What do you actually mean though? What qualifies a movie as sci-fi in your mind?
 
Star Wars and T2, sure, I could see that. Blade Runner and 2001, though? I think their feet are planted fairly deep in the sci-fi genre.

What do you actually mean though? What qualifies a movie as sci-fi in your mind?

His asterix is beside Star Wars , meaning he doesn't consider Star Wars as science Fiction, but the others are.
 
Star Wars and T2, sure, I could see that. Blade Runner and 2001, though? I think their feet are planted fairly deep in the sci-fi genre.

What do you actually mean though? What qualifies a movie as sci-fi in your mind?
I only asterisked Star Wars.

Another one of my all-time favorite movies that sometimes get classified as "Sci Fi" for a subgenre is Brazil. Nobody has mentioned that. Incredible, dystopian nightmare. Time has been nothing but good to it. Another of course by the same director is Time Bandits.
 
His asterix is beside Star Wars , meaning he doesn't consider Star Wars as science Fiction, but the others are.

Ah, I missed that. Disregard @Madmick.

I would have to agree, although it really does come back to what actually qualifies. Maybe "Space Fiction" would be a better descriptor, because it seems that being set in space is all a movie really needs to qualify.
 
Ah, I missed that. Disregard @Madmick.

I would have to agree, although it really does come back to what actually qualifies. Maybe "Space Fiction" would be a better descriptor, because it seems that being set in space is all a movie really needs to qualify.
Yeah, by this logic, the MCU is a Sci-Fi universe. Yet nobody is mentioning it despite that-- outside of the Thor movies-- it's really tried to be at least as technologically fundamental as the Star Wars movies. Up until Ragnarok they had tried to explain everything in the universe, no matter how fantastic, as mundane. We humans simply didn't know or comprehend the technology underlying any of these fantastic things. Yet nobody ever mentions MCU films in Sci Fi threads.

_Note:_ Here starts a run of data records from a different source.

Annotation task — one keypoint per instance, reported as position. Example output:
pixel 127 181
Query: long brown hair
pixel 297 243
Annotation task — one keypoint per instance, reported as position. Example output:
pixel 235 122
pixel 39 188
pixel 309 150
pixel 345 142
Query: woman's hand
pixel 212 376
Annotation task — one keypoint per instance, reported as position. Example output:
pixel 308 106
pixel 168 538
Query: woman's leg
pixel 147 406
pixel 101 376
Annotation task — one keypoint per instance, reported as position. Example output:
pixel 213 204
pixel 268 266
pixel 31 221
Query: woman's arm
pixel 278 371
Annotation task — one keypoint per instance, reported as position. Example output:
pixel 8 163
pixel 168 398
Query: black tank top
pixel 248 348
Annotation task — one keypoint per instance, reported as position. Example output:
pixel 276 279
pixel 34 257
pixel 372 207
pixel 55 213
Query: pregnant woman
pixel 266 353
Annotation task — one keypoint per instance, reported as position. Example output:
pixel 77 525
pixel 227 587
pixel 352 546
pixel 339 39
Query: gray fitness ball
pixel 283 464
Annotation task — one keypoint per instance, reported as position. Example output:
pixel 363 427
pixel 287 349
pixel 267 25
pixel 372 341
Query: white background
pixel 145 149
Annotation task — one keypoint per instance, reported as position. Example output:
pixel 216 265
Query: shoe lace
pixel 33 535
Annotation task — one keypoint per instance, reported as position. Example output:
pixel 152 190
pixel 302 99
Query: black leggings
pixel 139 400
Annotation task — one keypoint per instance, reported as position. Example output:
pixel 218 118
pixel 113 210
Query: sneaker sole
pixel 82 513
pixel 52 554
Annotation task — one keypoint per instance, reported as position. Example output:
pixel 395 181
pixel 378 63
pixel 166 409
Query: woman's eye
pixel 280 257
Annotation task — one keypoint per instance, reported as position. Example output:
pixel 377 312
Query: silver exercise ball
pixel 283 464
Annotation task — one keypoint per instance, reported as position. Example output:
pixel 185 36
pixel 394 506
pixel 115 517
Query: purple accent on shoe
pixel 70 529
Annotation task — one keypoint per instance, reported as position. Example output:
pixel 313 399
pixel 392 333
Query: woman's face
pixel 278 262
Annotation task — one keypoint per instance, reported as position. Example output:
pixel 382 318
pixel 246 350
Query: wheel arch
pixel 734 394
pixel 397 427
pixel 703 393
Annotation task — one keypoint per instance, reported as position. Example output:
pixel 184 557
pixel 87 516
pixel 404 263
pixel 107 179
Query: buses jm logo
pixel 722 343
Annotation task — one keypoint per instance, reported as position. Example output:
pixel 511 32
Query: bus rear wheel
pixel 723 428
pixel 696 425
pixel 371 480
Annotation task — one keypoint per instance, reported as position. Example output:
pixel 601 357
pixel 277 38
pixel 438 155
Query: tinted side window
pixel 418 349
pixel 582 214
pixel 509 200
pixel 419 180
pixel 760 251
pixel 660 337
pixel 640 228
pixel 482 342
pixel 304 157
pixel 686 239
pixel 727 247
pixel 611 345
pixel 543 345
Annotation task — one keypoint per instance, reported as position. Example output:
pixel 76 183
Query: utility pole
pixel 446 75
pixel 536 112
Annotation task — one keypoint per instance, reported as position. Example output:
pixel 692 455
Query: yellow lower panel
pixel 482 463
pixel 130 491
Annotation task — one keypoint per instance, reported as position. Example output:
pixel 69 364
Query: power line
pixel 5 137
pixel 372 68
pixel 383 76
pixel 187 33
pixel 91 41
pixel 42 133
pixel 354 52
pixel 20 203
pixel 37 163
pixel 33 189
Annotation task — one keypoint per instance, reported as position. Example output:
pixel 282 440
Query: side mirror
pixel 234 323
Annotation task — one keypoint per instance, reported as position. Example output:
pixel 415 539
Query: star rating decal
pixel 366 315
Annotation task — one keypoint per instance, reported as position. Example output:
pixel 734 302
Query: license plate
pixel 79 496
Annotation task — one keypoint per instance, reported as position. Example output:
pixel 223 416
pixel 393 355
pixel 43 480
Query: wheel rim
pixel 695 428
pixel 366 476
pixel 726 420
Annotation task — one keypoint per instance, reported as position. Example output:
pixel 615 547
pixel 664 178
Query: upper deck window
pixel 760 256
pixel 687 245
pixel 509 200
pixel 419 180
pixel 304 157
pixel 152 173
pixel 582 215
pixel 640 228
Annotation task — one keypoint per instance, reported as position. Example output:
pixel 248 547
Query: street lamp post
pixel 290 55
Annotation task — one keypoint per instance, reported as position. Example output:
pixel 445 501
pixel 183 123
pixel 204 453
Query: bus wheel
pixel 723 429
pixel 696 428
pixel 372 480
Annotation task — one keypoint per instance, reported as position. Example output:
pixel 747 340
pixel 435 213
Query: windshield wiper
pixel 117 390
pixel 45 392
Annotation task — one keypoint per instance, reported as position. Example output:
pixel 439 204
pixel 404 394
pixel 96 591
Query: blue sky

One of the most underrated legit, hard sci-fi movies in space was Mission to Mars. It came out at the same time as the awful Red Planet. Remember when Hollywood used to do that? They used to blitz out a bunch of movies on a single theme (I remember when disaster movies were a trend that one summer). Then at the Blockbuster you'd get all these garbage straight-to-tape attempts ripping off some big blockbuster that would come out several months before the blockbuster hit VHS/DVD. They don't seem to do either of those things anymore. Sometimes I see garbage ripoff films on Netflix, but it's rare.
 
  1. Star Wars trilogy*
  2. Blade Runner
  3. 2001: A Space Odyssey
  4. Terminator 2
*if you count these as Sci Fi. For me they're High Fantasy-- just because there are gadgets doesn't make it Sci Fi, not even "soft" Sci Fi.

If you want to get technical, they're "sci fi" as opposed to "speculative fiction".
 
Blade Runner is my favorite Sci-Fi film. I've seen every print that is currently available. Anyone that has a 4K television should watch the 4K release of the Final Cut because it is simply stunning and is nearly perfect in the audio and visual department.